PELO NELL’UOVO Era un’estate molto afosa quella del 1950 a Castelvetrano, in provincia di Trapani. Besozzi, all’epoca 47enne cronista dell’Europeo, conosceva bene il clima torrido della Sicilia: già ci era stato tante volte, come inviato del settimanale per cui lavorava, e tante volte si era occupato di quell’uomo che poche ore prima, nella notte del 5 luglio, era ucciso ufficialmente durante uno scontro a fuoco con i carabinieri. Una versione dei fatti che presentava però incongruenze e passaggi non chiari, come ricostruito puntualmente dal giornalista vigevanese che nel suo pezzo, uscito il 16 luglio, attaccava così: «Chi è stato a tradirlo? Dove è stato ucciso? Come? E quando?

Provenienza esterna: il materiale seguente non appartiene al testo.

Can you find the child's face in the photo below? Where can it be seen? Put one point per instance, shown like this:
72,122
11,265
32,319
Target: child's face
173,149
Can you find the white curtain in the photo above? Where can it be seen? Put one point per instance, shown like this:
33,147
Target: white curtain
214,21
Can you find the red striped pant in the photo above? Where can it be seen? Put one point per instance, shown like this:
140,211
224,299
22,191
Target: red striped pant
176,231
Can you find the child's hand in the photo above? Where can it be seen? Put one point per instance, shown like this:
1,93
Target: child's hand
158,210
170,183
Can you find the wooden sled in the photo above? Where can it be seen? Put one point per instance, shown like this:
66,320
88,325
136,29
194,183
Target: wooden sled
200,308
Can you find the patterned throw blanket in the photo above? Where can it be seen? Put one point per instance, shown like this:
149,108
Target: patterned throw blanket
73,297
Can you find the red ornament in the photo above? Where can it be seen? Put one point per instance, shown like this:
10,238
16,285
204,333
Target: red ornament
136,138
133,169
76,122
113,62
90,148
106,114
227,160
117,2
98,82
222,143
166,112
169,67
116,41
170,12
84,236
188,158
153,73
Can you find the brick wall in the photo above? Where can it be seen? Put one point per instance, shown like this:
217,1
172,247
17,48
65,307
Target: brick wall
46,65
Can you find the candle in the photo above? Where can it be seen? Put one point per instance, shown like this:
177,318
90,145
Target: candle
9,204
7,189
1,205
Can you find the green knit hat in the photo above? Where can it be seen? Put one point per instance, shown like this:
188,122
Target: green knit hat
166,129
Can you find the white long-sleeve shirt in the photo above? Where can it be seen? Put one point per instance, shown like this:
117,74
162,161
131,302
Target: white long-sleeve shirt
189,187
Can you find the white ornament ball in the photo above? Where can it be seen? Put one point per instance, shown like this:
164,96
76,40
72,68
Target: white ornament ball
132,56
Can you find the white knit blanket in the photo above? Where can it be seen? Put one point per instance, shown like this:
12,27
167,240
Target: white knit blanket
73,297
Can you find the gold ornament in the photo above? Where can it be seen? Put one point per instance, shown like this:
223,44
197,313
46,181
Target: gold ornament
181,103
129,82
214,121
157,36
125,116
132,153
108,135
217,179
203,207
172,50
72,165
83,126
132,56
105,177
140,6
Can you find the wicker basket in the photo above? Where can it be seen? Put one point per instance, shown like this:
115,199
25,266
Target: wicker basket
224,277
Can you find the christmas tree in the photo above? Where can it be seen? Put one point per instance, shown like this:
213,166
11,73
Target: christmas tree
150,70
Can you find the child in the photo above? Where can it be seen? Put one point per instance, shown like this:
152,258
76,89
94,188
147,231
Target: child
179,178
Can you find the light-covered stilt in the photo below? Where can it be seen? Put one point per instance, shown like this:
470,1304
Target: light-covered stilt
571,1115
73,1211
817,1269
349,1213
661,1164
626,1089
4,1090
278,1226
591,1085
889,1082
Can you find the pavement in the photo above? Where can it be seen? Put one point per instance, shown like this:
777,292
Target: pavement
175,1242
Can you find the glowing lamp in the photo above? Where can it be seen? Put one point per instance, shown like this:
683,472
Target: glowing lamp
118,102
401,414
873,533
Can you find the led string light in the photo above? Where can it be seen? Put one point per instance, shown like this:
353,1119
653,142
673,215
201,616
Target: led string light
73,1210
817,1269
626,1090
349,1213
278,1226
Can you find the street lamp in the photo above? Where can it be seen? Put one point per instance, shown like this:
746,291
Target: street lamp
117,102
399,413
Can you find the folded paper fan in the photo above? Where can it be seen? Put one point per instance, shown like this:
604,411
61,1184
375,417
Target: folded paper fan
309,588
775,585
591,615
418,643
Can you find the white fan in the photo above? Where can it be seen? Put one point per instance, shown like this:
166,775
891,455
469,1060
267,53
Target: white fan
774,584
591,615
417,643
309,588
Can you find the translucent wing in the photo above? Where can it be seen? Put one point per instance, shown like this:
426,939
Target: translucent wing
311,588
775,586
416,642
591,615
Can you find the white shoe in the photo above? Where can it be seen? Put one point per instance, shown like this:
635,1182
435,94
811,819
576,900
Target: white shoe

La grande maggioranza dei siciliani non crede alla descrizione ufficiale del conflitto nel quale ha trovato la morte Salvatore Giuliano». Troppi i sussurri del paese, soprattutto troppi i fatti in controtendenza con quanto divulgato dai brogliacci dei militari. «Tutto ciò si chiamerà forse cercare il pelo nell’uovo, ma l’esame delle incongruenze, dei punti oscuri, dei dubbi che inevitabilmente nascono nella mente di chi abbia tentato sul posto di ricostruire la scena non cesserà per questo di essere interessante». D’altra parte… lo si era detto, che di sicuro c’era solo che era morto.

SICILIA INDECIFRABILE I dubbi di Besozzi nascevano soprattutto da una profonda conoscenza dei luoghi, della gente, del contesto, costruita in tante trasferte solitarie in terra di Trinacria. «In Sicilia – scrisse di lui Giancarlo Pertegato, inviato del Corsera – Besozzi per l’Europeo, percorse gli itinerari spesso solitari tracciati dal suo modo di vivere il mestiere. Si fece accettare, ascoltò gente del luogo e colleghi dei giornali locali. Colse, da questi ultimi, tracce abbandonate per rassegnazione e che lui, invece, seguì». Era «l’uomo che poteva reggere in silenzio anche un intero incontro privato a colazione o a cena, pronunciava le domande o evocava le parole giuste con gli interlocutori siciliani, per avere le risposte di cui aveva bisogno.

Così questo settentrionale di voce garbata, venuto dalle nebbie della Lomellina otteneva le confidenze che gli permettevano di raccontare una Sicilia indecifrabile per gli altri italiani del Continente.

IL DELITTO Le responsabilità della morte di Giuliano sono tutt’oggi controverse: il suo compare Gaspare Pisciotta confessò l’omicidio, ma cambiando più volte versione, fino al giorno in cui lui stesso fu assassinato in carcere. Su tutto, aleggia l’ombra della mafia, intuizione che già prima dei processi e delle confessioni Besozzi aveva già colto. Anche perchè fino a quel momento chi stava conducendo le ricerche per catturare Giuliano si era messo in luce perlopiù per alcune tecniche investigative un po’ goffe, come un furgone, zeppo di carabinieri, cammuffato da «cinematografari», ma con un’enorme antenna ricetrasmittente: «Il furgone con l’etichetta “Le avventure di Paperino” non ha nessuna parte nel dramma. Il più grande aiuto allo sterminio della banda di Montelepre e del suo capo – rivela il giornalista nel suo reportage – è venuto dalla mafia».